A sentença foi proferida pelo juiz Arthur Eduardo Magalhães Ferreira após pedidos do Estado do Rio e do Ministério Público para que a recuperação judicial fosse convertida em falência. Entre os argumentos considerados estão o reiterado descumprimento de acordos para pagamento de dívidas tributárias e a deterioração da situação econômica das companhias. Relatórios apresentados no processo apontaram, inclusive, faturamento nulo da refinaria no primeiro trimestre deste ano.
Contas bloqueadas e bens na mira
Com a decretação da falência, a Justiça determinou o bloqueio imediato das contas bancárias das empresas, a arrecadação dos bens e o afastamento da atual administração. O escritório Preservar Administração Judicial ficará responsável pela condução do processo e deverá apresentar, no prazo de 30 dias, um plano para venda dos ativos, com os recursos destinados ao pagamento dos credores conforme as regras do processo falimentar.
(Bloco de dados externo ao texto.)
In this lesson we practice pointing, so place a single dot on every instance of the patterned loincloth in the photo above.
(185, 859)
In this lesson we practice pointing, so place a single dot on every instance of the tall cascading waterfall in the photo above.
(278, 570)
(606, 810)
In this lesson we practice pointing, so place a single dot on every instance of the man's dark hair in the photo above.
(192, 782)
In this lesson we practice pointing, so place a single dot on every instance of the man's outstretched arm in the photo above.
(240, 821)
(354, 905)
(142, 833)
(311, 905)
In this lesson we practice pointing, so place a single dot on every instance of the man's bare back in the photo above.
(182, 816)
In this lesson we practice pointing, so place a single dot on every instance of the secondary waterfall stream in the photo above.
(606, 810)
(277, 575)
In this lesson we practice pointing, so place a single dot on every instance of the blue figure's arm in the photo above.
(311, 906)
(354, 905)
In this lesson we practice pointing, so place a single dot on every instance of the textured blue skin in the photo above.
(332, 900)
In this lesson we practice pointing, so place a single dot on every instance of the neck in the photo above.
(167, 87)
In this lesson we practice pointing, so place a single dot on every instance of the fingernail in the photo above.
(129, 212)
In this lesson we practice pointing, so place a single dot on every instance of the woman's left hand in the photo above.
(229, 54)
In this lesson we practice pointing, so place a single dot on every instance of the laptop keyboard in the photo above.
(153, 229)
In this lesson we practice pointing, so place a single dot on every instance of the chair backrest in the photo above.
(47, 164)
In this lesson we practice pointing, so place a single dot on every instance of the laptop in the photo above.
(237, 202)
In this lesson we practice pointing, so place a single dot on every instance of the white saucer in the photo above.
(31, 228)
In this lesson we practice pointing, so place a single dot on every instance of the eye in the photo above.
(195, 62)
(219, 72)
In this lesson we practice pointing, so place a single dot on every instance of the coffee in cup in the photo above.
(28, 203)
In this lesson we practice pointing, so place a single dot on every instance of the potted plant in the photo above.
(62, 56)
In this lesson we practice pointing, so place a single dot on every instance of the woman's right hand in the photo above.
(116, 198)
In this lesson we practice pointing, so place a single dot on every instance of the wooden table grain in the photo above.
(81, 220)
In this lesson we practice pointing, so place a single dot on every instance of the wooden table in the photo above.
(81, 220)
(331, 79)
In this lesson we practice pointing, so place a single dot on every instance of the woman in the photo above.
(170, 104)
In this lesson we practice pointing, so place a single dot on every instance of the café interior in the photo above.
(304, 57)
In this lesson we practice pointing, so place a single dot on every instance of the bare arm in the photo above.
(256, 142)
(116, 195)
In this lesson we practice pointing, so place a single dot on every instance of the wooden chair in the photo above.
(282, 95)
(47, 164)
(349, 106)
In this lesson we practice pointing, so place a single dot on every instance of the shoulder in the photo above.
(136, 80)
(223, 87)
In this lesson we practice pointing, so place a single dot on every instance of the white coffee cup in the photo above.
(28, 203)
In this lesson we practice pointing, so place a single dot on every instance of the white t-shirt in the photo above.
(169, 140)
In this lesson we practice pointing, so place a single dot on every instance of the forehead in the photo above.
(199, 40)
O desfecho ocorre em meio a um histórico de disputas fiscais e investigações envolvendo o grupo, apontado como um dos maiores devedores de impostos do país. A Refit também foi alvo de operações de órgãos de fiscalização e investigação relacionadas a suspeitas de fraudes tributárias no mercado de combustíveis. A companhia contesta as acusações e poderá recorrer da decisão que decretou a falência.